Dev Challenge Donation Program

https://github.com/ytx1991/Challenge2022

As to our last one, we wish to share our Honorable Mention from Kronus91. The reason we want to share this as an Honorable Mention is because it was easily a stand out top finalist in our eyes. However, between the announcement of the challenge and the start time, we entered into discussions with Kronus91 about hiring him to join our team full time (which we have!). As a result he was no longer eligible for a prize but had already signed up prior. However, the judges had seen the results of his efforts before being aware he had accepted an offer, and already flagged him as a finalist.
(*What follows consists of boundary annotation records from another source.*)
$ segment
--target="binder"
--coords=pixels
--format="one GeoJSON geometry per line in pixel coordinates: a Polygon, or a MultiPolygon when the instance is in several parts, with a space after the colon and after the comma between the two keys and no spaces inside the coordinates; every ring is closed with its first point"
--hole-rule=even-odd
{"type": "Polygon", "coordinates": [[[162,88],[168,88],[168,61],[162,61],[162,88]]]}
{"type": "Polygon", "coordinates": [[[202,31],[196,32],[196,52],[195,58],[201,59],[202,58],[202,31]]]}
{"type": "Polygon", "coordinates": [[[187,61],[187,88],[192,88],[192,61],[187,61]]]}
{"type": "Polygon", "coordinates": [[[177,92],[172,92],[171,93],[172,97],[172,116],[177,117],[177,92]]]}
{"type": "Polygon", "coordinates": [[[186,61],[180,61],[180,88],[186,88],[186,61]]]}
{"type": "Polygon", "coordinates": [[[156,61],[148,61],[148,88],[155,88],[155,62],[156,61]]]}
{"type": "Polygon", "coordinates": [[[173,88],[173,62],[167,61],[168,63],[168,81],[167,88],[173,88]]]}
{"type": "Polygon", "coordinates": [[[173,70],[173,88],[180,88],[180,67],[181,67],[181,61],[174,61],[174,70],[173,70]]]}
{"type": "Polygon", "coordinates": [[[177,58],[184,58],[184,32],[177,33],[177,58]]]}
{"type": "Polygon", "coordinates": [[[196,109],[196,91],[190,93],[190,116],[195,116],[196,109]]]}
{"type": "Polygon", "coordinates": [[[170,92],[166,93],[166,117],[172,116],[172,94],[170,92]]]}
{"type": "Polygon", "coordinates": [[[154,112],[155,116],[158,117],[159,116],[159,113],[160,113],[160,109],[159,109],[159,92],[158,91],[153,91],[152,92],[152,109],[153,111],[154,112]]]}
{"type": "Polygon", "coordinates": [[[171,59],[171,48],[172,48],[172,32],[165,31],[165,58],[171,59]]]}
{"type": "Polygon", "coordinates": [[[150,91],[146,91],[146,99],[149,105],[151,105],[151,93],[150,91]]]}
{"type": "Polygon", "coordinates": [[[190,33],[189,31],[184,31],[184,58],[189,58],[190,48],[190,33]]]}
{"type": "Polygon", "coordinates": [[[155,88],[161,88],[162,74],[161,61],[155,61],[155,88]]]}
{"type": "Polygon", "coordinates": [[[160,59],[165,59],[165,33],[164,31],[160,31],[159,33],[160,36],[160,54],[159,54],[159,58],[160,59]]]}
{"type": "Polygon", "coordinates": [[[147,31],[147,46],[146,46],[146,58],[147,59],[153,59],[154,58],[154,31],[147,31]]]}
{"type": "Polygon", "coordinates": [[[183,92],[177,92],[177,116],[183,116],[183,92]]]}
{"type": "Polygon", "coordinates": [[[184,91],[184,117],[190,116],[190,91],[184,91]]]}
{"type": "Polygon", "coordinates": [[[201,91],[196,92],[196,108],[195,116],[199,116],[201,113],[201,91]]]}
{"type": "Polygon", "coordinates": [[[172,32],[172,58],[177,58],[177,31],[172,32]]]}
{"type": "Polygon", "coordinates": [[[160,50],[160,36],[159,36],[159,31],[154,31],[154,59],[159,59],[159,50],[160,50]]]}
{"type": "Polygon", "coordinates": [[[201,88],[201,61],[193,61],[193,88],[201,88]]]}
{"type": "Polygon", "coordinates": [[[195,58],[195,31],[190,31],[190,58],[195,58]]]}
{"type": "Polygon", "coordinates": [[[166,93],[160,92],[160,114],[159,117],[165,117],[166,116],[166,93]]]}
We think his work was notable and interesting and worth sharing as a stand out example even still!

If you are familiar with Kickstarter and Indiegogo, then you’ll get what Kronus91 was trying to do here quite quickly. This was an ambitious project that was not only well thought out and constructed, but was also very well documented and laid out for understanding.

We’d like to thank everyone who participated, and our friends at Clovyr for building an amazing chialisp developer platform. This was a fun, albeit short, event and we recognize folks were heavily time constrained (by design) and were also working with a brand new platform with the relatively young language of chialisp. We’re looking forward to hosting bigger and more comprehensive challenges like this in the future, with even more exciting results!